Isn't that the same thing as using the existing configure function but multiple times for each 'group' of env var instead of all in one place?

How would you replace the server/scripts/releasePhaseEnvCheck.ts script with a broken-down config?

Yeah. It would be similar. You would just hard code all of the configs and then dump them together.

timolegros commented 3 weeks ago

We might not want shared to use dotenv though

That's exactly my point i.e. trying to get env var into /shared is neither desirable nor even possible...
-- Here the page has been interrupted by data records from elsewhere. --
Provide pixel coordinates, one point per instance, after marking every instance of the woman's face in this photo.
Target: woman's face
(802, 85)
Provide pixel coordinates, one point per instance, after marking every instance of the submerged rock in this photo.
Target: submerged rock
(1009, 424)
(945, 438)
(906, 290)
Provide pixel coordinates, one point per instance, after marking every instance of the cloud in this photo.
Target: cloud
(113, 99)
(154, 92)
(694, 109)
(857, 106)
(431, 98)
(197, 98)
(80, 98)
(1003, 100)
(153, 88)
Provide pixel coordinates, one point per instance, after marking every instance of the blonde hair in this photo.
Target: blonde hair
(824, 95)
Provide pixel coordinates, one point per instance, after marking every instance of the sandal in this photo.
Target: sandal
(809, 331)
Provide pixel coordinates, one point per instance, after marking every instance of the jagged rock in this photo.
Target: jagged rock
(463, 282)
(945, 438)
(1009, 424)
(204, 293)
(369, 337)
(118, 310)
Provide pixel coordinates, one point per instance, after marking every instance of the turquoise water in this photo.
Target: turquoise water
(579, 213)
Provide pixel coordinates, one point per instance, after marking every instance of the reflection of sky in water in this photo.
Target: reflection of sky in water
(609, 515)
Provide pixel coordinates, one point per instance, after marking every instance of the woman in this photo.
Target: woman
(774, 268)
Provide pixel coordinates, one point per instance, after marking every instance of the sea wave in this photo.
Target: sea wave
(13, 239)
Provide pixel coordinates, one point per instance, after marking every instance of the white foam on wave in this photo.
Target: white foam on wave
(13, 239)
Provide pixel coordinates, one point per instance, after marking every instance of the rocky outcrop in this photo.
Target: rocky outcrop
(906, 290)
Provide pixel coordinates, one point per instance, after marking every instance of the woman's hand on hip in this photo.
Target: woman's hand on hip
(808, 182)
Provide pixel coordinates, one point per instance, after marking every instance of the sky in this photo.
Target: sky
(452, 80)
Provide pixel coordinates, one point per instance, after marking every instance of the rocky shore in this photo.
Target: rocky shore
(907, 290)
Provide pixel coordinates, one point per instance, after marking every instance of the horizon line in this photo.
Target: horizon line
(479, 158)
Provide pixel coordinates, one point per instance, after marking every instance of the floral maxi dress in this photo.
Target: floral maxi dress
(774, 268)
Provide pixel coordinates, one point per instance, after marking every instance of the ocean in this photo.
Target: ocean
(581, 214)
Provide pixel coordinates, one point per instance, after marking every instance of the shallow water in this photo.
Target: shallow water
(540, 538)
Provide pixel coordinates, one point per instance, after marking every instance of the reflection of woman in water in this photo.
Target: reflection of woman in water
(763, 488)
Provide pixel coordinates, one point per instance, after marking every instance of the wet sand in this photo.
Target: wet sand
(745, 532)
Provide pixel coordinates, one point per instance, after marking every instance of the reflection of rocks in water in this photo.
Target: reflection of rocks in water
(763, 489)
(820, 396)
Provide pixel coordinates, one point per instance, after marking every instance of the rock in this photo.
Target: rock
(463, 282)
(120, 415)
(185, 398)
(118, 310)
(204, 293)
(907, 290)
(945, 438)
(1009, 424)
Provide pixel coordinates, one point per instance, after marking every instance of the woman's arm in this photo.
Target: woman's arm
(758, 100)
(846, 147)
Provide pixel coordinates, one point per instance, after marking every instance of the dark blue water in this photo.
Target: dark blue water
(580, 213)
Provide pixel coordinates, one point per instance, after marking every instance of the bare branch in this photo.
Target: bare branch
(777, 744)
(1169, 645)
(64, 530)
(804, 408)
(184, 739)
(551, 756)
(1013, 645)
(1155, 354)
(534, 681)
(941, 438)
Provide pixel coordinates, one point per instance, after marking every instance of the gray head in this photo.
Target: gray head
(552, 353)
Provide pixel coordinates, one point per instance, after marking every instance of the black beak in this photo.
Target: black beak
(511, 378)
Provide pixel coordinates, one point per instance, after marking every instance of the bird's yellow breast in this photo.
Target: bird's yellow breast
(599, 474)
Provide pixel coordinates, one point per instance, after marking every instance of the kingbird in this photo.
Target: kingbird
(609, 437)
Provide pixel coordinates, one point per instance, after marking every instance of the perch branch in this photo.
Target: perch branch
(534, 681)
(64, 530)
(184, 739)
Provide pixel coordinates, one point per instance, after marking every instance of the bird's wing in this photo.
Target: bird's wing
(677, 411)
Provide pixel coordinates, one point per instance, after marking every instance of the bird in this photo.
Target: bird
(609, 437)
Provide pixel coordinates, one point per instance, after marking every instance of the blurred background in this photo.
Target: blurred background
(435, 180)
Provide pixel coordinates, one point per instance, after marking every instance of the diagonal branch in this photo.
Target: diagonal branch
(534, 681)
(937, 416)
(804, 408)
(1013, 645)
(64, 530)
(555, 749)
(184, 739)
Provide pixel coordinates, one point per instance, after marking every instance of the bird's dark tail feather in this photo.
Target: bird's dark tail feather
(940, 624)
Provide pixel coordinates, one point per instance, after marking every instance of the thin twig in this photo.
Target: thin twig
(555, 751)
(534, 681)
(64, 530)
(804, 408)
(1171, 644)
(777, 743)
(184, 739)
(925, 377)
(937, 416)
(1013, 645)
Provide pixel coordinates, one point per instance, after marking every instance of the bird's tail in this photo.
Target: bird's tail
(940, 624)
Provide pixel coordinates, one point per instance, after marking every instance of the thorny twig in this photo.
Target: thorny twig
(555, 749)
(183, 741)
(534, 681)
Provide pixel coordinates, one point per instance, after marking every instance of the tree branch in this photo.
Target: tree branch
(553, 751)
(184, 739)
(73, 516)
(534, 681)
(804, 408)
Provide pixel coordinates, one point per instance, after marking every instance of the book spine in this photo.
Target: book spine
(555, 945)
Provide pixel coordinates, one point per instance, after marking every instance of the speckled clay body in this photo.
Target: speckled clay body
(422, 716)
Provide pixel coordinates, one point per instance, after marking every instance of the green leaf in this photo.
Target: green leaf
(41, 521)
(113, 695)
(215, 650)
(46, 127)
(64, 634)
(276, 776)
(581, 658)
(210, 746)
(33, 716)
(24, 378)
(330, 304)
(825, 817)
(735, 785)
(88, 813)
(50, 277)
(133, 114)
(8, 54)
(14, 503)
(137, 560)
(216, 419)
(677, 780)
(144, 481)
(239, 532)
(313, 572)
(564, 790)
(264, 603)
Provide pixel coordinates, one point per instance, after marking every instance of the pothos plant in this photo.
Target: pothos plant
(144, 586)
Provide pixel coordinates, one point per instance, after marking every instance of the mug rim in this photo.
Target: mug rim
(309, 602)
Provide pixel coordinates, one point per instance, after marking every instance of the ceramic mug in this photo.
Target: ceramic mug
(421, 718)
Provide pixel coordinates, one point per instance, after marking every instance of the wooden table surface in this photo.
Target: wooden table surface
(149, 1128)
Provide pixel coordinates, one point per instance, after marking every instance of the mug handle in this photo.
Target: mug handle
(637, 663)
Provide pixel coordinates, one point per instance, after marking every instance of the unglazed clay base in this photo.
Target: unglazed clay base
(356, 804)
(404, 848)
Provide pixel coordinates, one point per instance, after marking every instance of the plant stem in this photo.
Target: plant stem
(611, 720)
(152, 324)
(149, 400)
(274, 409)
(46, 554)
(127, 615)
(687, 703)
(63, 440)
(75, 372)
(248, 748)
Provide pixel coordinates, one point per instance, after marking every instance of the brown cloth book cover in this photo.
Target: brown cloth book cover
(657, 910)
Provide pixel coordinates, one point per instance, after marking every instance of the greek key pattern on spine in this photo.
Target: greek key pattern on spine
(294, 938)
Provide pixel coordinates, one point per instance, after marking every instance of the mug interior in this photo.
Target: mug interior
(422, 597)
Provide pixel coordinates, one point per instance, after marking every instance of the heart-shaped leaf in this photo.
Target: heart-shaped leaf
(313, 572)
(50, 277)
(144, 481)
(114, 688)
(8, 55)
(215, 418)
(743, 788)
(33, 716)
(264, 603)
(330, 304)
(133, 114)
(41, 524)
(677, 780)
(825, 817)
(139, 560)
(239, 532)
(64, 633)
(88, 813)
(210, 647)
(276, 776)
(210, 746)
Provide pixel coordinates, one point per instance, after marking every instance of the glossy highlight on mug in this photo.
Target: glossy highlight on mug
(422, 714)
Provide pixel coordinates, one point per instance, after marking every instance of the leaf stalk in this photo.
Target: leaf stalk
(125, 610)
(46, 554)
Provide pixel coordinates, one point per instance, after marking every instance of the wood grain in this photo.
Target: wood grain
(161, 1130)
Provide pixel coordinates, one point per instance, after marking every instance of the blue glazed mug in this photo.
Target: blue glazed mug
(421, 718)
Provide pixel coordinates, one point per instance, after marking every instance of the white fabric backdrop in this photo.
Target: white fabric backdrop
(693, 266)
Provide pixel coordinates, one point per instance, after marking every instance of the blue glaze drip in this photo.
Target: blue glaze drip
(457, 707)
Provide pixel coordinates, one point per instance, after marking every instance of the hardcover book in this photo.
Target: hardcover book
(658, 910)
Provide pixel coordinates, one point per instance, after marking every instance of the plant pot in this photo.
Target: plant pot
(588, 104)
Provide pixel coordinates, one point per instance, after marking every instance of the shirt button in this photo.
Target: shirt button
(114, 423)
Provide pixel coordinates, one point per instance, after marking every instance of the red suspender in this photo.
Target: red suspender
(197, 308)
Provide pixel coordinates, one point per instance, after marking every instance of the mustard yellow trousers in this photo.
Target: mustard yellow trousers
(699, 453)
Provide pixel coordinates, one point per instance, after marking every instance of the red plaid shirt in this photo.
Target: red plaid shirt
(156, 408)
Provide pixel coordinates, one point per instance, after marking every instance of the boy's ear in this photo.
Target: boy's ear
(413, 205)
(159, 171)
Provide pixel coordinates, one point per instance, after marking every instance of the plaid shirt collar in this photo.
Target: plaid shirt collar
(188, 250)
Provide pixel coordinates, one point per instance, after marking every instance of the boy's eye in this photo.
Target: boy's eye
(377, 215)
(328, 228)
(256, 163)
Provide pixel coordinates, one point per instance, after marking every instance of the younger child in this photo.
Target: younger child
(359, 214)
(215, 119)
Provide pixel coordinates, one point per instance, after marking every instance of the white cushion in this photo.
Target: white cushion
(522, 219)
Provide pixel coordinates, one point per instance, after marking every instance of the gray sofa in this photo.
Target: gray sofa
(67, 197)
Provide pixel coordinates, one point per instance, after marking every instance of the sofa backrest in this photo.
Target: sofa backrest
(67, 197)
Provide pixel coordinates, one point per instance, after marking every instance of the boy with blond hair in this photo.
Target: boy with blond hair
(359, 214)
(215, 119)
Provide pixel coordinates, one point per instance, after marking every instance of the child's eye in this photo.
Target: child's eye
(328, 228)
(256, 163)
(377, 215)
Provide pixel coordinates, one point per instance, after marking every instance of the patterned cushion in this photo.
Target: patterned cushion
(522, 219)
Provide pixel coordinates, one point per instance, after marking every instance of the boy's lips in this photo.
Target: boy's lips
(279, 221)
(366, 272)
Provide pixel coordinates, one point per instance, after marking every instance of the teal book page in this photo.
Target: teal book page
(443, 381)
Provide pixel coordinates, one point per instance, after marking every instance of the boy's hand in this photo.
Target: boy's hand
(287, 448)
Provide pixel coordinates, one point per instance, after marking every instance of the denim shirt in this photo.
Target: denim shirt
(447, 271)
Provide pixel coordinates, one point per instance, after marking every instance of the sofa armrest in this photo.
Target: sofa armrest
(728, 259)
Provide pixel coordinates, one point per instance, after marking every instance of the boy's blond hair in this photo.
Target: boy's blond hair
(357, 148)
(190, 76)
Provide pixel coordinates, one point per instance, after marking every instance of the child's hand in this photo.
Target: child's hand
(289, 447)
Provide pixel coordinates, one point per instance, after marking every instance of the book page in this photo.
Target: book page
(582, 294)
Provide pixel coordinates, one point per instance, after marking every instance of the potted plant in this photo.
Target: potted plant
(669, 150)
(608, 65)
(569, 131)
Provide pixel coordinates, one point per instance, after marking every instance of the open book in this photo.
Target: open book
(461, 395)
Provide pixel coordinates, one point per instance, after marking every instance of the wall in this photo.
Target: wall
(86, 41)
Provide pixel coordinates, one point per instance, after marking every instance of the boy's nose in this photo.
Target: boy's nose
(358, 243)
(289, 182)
const FANCY_BUTTONS_CONFIG_DISABLED_SCHEMA = z.object({
  NODE_ENV: z.literal('development').optional(),
  FANCY_BUTTONS_ENABLED: z.coerce.boolean.default(true),
});

const FANCY_BUTTONS_CONFIG_ENABLED_SCHEMA = z.object({
  NODE_ENV: z.literal('production'),
  FANCY_BUTTONS_ENABLED: z.coerce.boolean.default(false),
});

// then the config schema is a union of the two.
const FANCY_BUTTONS_CONFIG_SCHEMA = z.union([
  FANCY_BUTTONS_CONFIG_DISABLED_SCHEMA,
  FANCY_BUTTONS_CONFIG_ENABLED_SCHEMA,
]);

This is not the same as using refine to check dependent variables defined elsewhere. Sure it works if you are careful but then every config that depends on other variables would redefine those variables e.g. A.NODE_ENV, B.NODE_ENV, C.NODE_ENV -> all potentially derived from a different source (e.g. different defaults).